Patent law in the United States provides a patent term adjustment (PTA) to compensate patent owners where there have been excessive patent office delays in prosecution of their patent applications. One type of delay for which a PTA compensates is where the USPTO fails to issue a patent within three years of the filing of the patent application. The USPTO calculates the number of days of accrued PTA and adds it to the basic patent term.
Where an examiner has issued a “final rejection” on an application, examination can be re-opened by submission of a Request for Continued Examination (RCE) and payment of a fee. There is a provision which restricts PTA in respect of delay in issuing a patent where an RCE has been filed. The patent office had interpreted this provision to mean that if more than three years had elapsed from the filing of the patent application, and a patent had not issued, the filing of RCE would stop any further accumulation of PTA.

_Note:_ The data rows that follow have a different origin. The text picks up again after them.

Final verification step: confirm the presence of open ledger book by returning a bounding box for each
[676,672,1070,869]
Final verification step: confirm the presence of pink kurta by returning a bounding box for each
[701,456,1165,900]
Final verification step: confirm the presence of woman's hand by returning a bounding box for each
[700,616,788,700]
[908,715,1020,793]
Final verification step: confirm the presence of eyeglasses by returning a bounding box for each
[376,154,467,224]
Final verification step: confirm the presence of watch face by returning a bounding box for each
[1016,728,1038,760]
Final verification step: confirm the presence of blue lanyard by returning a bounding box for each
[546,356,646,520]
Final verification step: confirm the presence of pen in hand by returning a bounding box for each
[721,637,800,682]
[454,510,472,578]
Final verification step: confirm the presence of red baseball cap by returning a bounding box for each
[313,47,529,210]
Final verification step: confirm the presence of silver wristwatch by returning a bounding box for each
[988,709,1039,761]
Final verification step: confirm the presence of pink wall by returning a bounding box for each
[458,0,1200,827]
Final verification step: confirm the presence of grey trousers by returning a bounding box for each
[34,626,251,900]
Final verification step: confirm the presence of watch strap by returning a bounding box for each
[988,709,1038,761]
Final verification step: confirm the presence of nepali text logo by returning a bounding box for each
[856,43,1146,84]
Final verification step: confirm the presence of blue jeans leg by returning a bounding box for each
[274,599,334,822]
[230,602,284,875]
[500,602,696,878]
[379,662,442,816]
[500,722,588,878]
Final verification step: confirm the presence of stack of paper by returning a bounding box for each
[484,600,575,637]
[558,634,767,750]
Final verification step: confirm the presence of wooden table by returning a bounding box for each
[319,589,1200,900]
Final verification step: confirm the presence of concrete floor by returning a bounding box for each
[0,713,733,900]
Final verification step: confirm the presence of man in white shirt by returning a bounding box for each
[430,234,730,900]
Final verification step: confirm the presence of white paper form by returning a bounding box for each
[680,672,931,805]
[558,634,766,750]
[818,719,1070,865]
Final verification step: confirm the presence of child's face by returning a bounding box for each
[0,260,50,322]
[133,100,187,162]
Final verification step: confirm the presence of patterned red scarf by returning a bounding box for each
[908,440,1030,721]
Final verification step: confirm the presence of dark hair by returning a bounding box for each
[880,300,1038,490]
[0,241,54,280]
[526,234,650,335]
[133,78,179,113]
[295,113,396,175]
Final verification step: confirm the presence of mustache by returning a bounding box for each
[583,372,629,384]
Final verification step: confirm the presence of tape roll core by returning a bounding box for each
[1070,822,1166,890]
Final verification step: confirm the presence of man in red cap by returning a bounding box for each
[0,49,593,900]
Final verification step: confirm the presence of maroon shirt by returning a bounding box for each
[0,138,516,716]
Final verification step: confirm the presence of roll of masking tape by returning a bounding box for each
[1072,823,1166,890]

In its decision in Exelixis, Inc. v. Kappos (No. 1:12cv96 (1 Nov. 2012)), the District Court for the Eastern District of Virginia has held that this interpretation was wrong, and that the filing of an RCE more than three years after the filing of the patent application does not stop the accumulation of PTA.
Owners of patents on which PTA has been undercalculated can seek correction of the PTA by filing a Request for Reconsideration and an associated fee with the USPTO within two (2) months from the date of issuance of the patent. Correction can also be sought via a civil court action (which would be considerably more expensive). Such an action must be commenced within 180 days of the issuance of the patent.
The finding in Exelixis has been applied by the District Court for the District of Columbia in Novartis AG v. Kappos (No.10-cv-1138 (15 Nov. 2012). The decisions could be the subject of an appeal by the USPTO.